Although travel insurance is not mandatory to participate in this voyage, ExpeditionTrips strongly recommends at least $200,000 Emergency Medical/Evacuation coverage for Arctic trips which includes coverage for cancellation, trip disruption, baggage and personal property. ExpeditionTrips can assist you with this. Other conditions may apply based on pre-existing conditions.
Multilingual Departures: English/Norwegian/German (All Departures)
Depending on weather conditions, there may be an opportunity to sign up for deck camping during the voyage. Spend the night on deck and enjoy a magnificent view of the landscape and sky. Included: Sleeping bags, a welcome drink, and a fresh pastry and coffee in the morning. Please contact ExpeditionTrips for details.

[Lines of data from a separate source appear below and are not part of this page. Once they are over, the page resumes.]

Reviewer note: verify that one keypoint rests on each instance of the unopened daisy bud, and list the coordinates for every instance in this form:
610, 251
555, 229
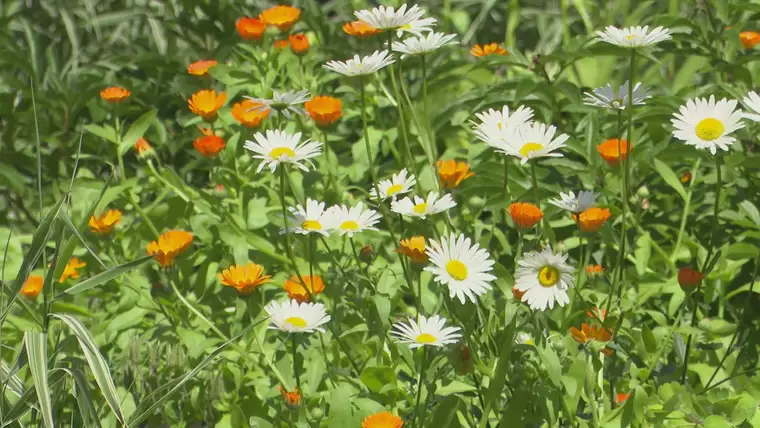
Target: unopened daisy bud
525, 215
689, 279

Depending on weather conditions, there may be an opportunity to sign up for fishing during the voyage. Set out on a 2.5-3 hour fishing trip to try your luck as a fisherman. You will be joined by an officer and members of the crew. When you return to the ship, you will be invited to meet the chef, prepare your catch, and have it served for dinner. Max. Capacity: 3 passengers. Included: waterproof clothing and a fishing rod. Fishing is not pre-bookable or guaranteed. Please contact ExpeditionTrips for details.

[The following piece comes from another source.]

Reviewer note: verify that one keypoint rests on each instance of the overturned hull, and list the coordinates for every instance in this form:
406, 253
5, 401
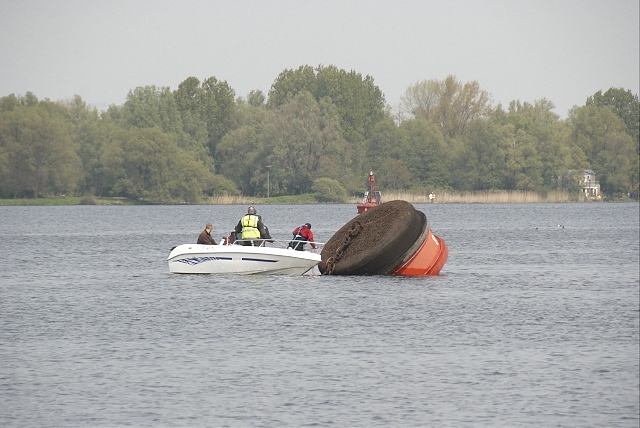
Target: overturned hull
390, 239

Depending on weather and land conditions, there may be an opportunity to sign up for a glacier walk during the voyage. Experience close encounters with nature on a 1-2 hour glacier hike with an experienced guide. Included: crampons and rubber boots. Max. Capacity: 12-18 passengers. Glacier walking is not pre-bookable or guaranteed. Please contact ExpeditionTrips for details.

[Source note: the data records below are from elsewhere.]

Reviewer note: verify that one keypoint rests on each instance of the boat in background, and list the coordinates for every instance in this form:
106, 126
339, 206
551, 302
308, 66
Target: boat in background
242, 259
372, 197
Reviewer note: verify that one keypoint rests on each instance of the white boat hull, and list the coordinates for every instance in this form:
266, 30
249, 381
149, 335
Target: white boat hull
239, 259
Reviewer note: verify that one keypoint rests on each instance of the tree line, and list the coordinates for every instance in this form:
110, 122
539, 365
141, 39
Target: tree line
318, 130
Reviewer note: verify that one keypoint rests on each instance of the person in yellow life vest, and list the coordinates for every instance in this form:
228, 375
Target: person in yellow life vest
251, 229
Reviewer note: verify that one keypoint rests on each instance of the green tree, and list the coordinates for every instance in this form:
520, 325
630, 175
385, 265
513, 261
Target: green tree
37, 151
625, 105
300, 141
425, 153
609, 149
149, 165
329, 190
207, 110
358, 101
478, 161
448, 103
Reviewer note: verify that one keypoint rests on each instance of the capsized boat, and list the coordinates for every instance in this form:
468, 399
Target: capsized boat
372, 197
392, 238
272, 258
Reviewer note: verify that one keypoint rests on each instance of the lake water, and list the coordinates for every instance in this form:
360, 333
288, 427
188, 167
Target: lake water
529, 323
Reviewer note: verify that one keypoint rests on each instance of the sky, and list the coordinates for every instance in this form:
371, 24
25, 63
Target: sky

Depending on weather and land conditions, there may be an opportunity to sign up for hiking during the voyage. Included: Water bottle, snack bar, and lunch pack (if hike is during lunch time). Physical fitness is essential. Please contact ExpeditionTrips for details.
Kayaking: $166 per person, per excursion (pre-bookable, please inquire)
Embark on a 2-4 hour kayaking excursion accompanied by expert guides in a stable double kayak. Included: head-to-toe kayaking gear, including a dry suit; snack and/or lunchbox as needed. Outings are subject to weather and prevailing ice conditions. Please contact ExpeditionTrips to pre-book kayaking.
Science Center: Included
'Hands-on' science program where guests can perform their own science experiments with the assistance of professional biologists and geologists. Featuring ten Leica DM500 biological microscopes and ten Leica EZ4 geological microscopes, groups of 2-3 guests per microscope will work with a trained biologist or geologist. Occasionally, scientists invite guests along to sample biomaterial for use in the science center. There is also a large screen connected to the scientist's microscope for viewing during every session.
Small Boat Cruising:
Depending on the weather conditions, there may be an opportunity to sign up for small boat ‘Polarcirkel’ cruising excursions during the voyage. The duration of each excursion is 1-2 hours. Included: Survival float suit, and a hot drink upon return. Small boat cruising is not pre-bookable or guaranteed. Max. Capacity: 21 passengers. Please contact ExpeditionTrips for details.
Cabin accommodations and meals aboard the ship; landings and activities onboard and ashore; professional English-speaking expedition team that gives lectures and accompanies landings and activities; onboard 'hands-on' science center; complimentary tea and coffee; gear on loan (waterproof rubber boots); and a wind- and water-resistant jacket. Expedition Suites (M + MG) include a cabin kit with a bathrobe, slippers, and other beauty articles. Subject to change without notice.
International flights from the U.S.; travel protection plan; luggage handling; optional excursions and gratuities; fuel surcharge may apply.